Pros and Cons of Self Publishing Your eBook ONLY on Amazon (at least initially)

I’ve a new rule — if I have to explain the same thing more than twice to different clients in the same week — I’m writing a blog post to refer to in the future, so here we go!

Where you want your eBook to be sold is an important decision: it determines which formats you need, and it also controls which promotions you are able to do.

There are two main eBook Formats

  • Amazon — MOBI
  • the rest — ePub.

The standard for eBooks is something called ePub.  Most eBook retailers and distributes use it including:

  • Wheelers
  • New Zealand libraries (via Overdrive)
  • Whitcoulls (via the Kobo store)
  • Barnes & Noble (Nook)
  • iBookstore (Apple).

Impressive list right? There is a significant player missing:


Amazon uses their own format called MOBI. (I’m simplifying here — they have several variations — but let’s not go there).

When formatting a book, I find it easier to create the MOBI and then make the amendments for the ePub — the ePub rules are stricter than the MOBI rules and it needs to pass a validation test.

So there is an extra step and extra cost involved in getting an ePub as well as a MOBI eBook version. But given that so many websites want ePub, it’s a no-brainer, yes?

No. It’s not.


Amazon offers a program for self-published author’s called Kindle Select , and it offers three key benefits for writers:

  1. 70% royalties for sales made in Japan, Brazil, Mexico, and India — otherwise you’re only get 35%. (For most English-writing authors this probably doesn’t make much difference. India is a huge potential market for English writers — but is not a big eBook market, yet).
  2. Prime customers (Amazon’s program where customers in US, UK, Germany, France, and Japan get free shipping in return for an annual payment) — can borrow your book. Book borrows are paid out at about $2/borrow — so if your book is priced at around $2.99 it’s the same payout as a sale. This can be very worthwhile for some books — mainly fiction.
  3. Access to Free Book Promotion Days and Kindle Countdown Deals. I’ve talked about the value of free days here. This is the main reason most authors use Kindle Select. 
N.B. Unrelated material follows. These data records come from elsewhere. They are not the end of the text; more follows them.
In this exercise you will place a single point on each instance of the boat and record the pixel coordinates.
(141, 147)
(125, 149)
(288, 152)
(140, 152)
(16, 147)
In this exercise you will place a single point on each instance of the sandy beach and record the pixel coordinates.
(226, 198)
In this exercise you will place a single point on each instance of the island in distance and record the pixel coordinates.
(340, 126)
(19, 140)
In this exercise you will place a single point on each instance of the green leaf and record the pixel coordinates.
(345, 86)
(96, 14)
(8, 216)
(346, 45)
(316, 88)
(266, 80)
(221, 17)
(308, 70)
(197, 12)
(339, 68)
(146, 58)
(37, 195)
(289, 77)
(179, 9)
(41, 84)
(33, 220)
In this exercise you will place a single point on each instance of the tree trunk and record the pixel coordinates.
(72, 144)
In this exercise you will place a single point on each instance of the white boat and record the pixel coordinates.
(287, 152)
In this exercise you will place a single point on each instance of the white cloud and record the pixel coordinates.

What′s the Downside of Kindle Select and Amazon Exclusivity?

You can’t sell your eBook ONLY (doesn’t affect paperback books) elsewhere for the 90 days you go exclusive, duh! For MOST authors, they will sell more books on Amazon compared to all the other outlets combined. But not for all. Here’s some scenarios where you may not want to go this route:

  • you want to directly sell your book via your own website direct, rather than just linking through to the Amazon pages i.e. you have a large following on that website already
  • you want to actively sell your book via New Zealand eBook outlets, or to have it available in eBook form for order via New Zealand indie bookstores (who mainly use Kobo).

For Most Writers — Try  Going Exclusive First

That’s our advice. You’ve nothing much to lose, and quite a lot to gain.

  • you can still sell paper books where ever you want
  • New Zealanders can, and do, buy eBooks from Amazon
  • you get a chance to get your book selling on Amazon at a level which means that it will keep selling
  • you can always spread out to other eBook formats later because you’re only locked in for 90 days
  • you save on service fees because you only need the one format.

Now you can do it the other way around, remove your books from other retailers to go exclusive with Kindle Select. However it can take weeks, even months, to do this. It’s easier to go exclusive first, not the other way around.

What’s your experience? Do you sell most books on Amazon? Kobo? More eBooks than paper, or the other way around?